コロンモデルの特性を意識した上での、大腸内視鏡挿入法習得の基礎と要点

演者 白倉 立也(松島病院・大腸肛門病センター)
共同演者 鈴木 康元(松島病院・大腸肛門病センター), 西野 晴夫(松島病院・大腸肛門病センター)
抄録 近年の大腸癌の増加に伴い、全大腸内視鏡検査(TCS)の必要性、件数は増加の一途である。当院でも年間2万件超のTCSを実施しており、日々安全・確実かつ迅速な検査が求められている。またTCSは一回限りの検査ではなく、定期的なチェック、フォローアップが推奨されるため、より苦痛の少ない、腸管への負担の少ない検査が必要とされている。

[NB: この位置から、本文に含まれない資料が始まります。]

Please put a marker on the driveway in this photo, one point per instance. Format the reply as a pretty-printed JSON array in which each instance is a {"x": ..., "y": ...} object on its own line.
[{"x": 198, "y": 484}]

しかし数多の検査法の中でも、当検査法ほど方法論が多岐にわたる検査法は稀有であり、倫理的に人体で練習することは不可能であることから、初心者が習熟していくのが困難な検査法の一つであると言える。そのためには、初期の段階でコロンモデルを用いての予備修練が重要と考える
まず当院での挿入法としては、「二段階挿入法」(脾弯曲部を境に前半後半と分けて挿入を行う方法)の前半、特にS状結腸から脾弯曲部にかけての挿入が最大の難関と重要視している。当施設では鎮静下でのTCSを行っており、その中で私は前半の挿入法は「ループ形成解除法」と「right turn shortning technique」の2法を用いている。上記2法の選択は、S状結腸頂部(S-top)での腸管の走行状態によって決めている。S-topからSDJ以深への挿入では、腸管の走行を生かしつつなるべくパターン化した挿入へまとめるようにしている。また横行結腸以降は、脾弯曲部までの挿入で確実なストレート化と、軸を意識した挿入を行うことで、ほぼパターン化した挿入が可能となる。
ただし、これをコロンモデルで予め完全に習得することは困難である。それはコロンモデルが、生体とは柔軟性が極端に異なること、腸管外での潤滑性が乏しいこと、腹壁の進展性・柔軟性が異なることなどに起因すると考える。そこで、実際にはループ形成解除法ではなく、まず「right turn shortning technique」を優先して習得することを勧めている。
また私は、LGIルーキーリーグという研究会で、初心者向けにコロンモデルを用いた修練指導の機会を得ており、当会で用いている練習法も合わせて報告する。